GNOME Bugzilla – Bug 547254
g_file_new_for_commandline_arg docs should clarify codeset/encoding issues
Last modified: 2014-01-12 17:50:24 UTC
Would adding this text to the doc comment for g_file_new_for_commandline_arg() correspond to what is its intended semantics? I.e., is the intent that this can be used directly for argv[] elements? * On POSIX, @arg is in the GLib file name encoding. That is, in case * it is a file name, it is treated as a byte string identical to the * file name on disk. No codeset or encoding is enforced or * assumed. On Windows, @arg should be as in the argument * vector passed to main(), that is, in the C library's locale * encoding. (and then, to match what it says, for G_OS_WIN32 the argument should in the file name case be converted from the locale to the GLib file name encoding using g_locale_to_utf8().) Or is the intent that this function should be passed file name arguments from the command line that have already been passed through GOption processing? On POSIX that makes no difference, but on Windows such arguments have then already been converted from the locale encoding the the GLib file name encoding, i.e. UTF-8. I guess in general much of the GIO API that deals with file names could use clarified documentation about encoding issues. I assume this API has been developed by people on modern Linux systems where UTF-8 locales and file names are strongly recommended (even if not necessarily absolutely enforced), so it has been easy to forget legacy POSIX systems and sites with lots of legacy file systems on large file servers etc where file names on disk can be in random encodings, locales use for instance EUC-JP, etc.

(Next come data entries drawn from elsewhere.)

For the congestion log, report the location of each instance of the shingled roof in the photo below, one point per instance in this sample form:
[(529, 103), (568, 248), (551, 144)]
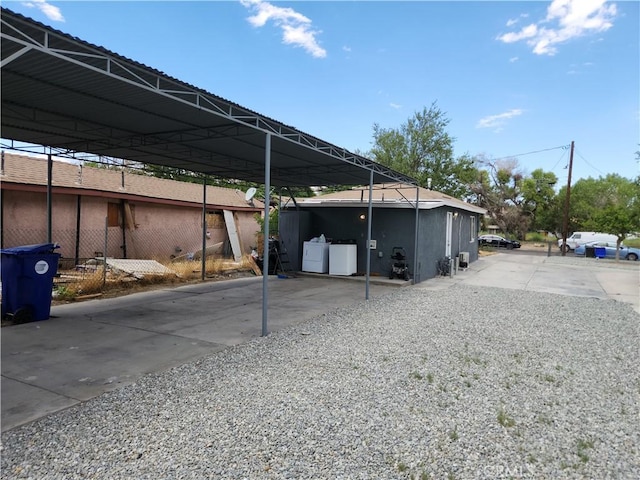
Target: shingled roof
[(30, 171), (392, 196)]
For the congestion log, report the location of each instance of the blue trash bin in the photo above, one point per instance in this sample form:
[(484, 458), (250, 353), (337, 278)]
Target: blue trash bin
[(27, 281), (600, 252)]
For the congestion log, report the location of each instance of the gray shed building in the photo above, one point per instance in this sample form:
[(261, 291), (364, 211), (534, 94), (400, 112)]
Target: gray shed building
[(446, 227)]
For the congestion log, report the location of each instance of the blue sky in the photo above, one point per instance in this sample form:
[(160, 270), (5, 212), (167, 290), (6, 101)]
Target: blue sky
[(513, 77)]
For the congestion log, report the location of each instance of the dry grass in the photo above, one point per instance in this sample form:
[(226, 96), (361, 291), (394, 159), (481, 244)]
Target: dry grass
[(74, 285)]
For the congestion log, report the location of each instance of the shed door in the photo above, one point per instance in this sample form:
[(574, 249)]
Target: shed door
[(449, 233)]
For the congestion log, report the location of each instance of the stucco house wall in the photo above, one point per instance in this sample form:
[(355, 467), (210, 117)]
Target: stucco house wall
[(167, 219)]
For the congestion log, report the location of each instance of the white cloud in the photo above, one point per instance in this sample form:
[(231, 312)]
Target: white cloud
[(498, 120), (52, 12), (565, 20), (296, 28), (512, 21)]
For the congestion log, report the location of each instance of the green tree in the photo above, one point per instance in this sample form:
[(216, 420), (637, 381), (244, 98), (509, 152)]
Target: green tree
[(608, 204), (539, 198), (423, 149)]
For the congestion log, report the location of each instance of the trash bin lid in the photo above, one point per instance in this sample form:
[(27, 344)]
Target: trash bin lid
[(30, 249)]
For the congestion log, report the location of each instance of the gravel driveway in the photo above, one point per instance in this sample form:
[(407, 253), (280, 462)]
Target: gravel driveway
[(463, 383)]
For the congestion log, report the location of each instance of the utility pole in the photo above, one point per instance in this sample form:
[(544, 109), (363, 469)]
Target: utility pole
[(565, 223)]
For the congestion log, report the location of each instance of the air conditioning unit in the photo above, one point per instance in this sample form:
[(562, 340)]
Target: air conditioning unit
[(463, 259)]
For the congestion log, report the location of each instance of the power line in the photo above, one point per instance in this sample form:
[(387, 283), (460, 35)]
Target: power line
[(564, 152), (585, 161), (563, 147)]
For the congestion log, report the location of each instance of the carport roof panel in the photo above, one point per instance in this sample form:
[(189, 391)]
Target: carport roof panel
[(62, 92)]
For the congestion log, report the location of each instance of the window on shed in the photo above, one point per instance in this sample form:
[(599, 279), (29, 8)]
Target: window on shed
[(113, 214), (473, 228), (215, 220)]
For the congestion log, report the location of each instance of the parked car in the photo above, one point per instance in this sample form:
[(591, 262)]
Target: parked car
[(497, 241), (581, 238), (626, 253)]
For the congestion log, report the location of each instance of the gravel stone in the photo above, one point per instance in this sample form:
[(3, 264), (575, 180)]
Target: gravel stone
[(464, 383)]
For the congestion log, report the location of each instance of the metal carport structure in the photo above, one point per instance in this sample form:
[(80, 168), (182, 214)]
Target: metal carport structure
[(62, 92)]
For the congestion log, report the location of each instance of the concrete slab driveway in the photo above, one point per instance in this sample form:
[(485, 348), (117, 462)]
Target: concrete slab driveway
[(88, 348), (570, 275), (92, 347)]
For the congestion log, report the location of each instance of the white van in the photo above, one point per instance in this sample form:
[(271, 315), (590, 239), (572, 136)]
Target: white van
[(580, 238)]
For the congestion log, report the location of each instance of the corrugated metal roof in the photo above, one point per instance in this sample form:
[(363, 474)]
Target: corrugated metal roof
[(19, 169)]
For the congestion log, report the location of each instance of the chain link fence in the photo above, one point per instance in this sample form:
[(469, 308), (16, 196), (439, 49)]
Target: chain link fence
[(95, 262)]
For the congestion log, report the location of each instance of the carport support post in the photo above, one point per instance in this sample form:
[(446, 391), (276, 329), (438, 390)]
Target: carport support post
[(370, 211), (49, 196), (204, 228), (265, 251), (415, 238)]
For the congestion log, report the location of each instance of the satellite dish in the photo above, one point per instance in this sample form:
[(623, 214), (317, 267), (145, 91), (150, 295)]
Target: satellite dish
[(250, 193)]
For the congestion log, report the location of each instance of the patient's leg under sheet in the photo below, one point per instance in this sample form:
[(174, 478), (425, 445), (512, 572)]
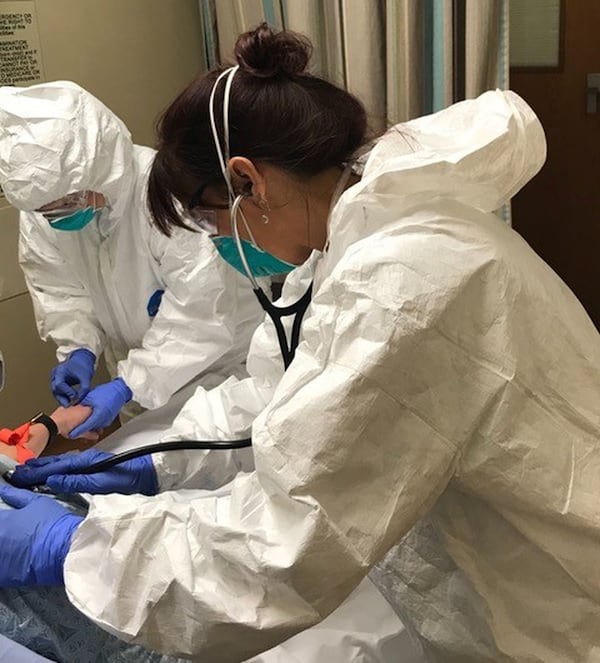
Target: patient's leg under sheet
[(43, 620), (364, 629)]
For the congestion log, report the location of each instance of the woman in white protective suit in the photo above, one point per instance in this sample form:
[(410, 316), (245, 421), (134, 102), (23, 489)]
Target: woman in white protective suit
[(438, 424), (101, 277)]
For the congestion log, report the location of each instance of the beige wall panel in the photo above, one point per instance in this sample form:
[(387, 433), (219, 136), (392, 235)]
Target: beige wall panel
[(134, 55), (11, 277), (28, 364)]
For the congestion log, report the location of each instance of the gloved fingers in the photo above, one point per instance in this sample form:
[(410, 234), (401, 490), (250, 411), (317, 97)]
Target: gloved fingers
[(17, 497), (64, 394)]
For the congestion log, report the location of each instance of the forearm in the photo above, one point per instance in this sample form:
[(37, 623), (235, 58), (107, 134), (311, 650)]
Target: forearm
[(224, 413)]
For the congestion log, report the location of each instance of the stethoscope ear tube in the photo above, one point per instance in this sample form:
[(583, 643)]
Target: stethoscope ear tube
[(177, 445)]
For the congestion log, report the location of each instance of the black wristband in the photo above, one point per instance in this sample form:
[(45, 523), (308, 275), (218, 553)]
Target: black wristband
[(48, 422)]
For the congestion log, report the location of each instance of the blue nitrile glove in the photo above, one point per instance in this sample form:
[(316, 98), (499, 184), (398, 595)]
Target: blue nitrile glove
[(35, 538), (59, 473), (106, 402), (78, 368)]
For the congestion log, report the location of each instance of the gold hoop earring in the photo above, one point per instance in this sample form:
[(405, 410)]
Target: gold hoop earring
[(264, 205)]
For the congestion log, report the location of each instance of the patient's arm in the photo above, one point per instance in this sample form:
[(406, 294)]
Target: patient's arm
[(66, 419)]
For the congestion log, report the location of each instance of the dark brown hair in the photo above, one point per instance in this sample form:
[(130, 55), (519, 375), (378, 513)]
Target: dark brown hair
[(278, 113)]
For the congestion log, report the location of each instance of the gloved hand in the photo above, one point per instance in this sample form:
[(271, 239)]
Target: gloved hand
[(34, 538), (106, 402), (59, 473), (78, 368)]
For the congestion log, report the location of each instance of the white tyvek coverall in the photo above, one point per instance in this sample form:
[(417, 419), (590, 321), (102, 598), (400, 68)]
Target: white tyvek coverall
[(91, 288), (445, 388)]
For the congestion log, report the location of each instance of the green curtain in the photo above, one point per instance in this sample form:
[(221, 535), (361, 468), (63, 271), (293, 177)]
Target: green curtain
[(403, 58)]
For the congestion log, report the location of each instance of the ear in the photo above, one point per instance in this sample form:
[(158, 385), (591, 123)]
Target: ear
[(246, 177)]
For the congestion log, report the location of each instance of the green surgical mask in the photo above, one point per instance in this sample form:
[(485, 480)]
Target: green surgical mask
[(76, 221)]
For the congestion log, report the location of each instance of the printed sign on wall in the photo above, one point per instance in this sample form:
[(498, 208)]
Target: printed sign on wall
[(20, 53)]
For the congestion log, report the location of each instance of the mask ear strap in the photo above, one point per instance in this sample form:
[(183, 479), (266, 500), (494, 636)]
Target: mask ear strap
[(223, 155), (235, 208)]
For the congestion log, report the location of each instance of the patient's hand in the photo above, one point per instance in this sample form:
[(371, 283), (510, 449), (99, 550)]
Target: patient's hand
[(68, 418)]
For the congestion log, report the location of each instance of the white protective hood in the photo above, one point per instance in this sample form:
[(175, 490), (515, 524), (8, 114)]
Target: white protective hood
[(52, 144)]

Yeah, I guess that is true (the need for clarification, and the desire to forget icky encoding issues...)
In general the GIO filenames are byte strings that correspond to the on-disk filenames and should not be assumed to be in any specific encoding, or even valid. This is the only way to handle filenames, because they can be (in unix) anything, and we still need to be able to reference those files. If you need to display a filename you can either use the display name as per query_info() which is guaranteed to be in utf8, or use the uri. However, the question still stands wrt g_file_new_for_commandline_arg(), as that has a special use and we need to make sure it works. I don't know what is the best solution, require passing through g_option/g_locale_to_utf8 or require it to be as in the main() arg vector. What is your opinion?
See bug 722025 for some more recent discussion on this topic (which should resolve the issue entirely). *** This bug has been marked as a duplicate of bug 722025 ***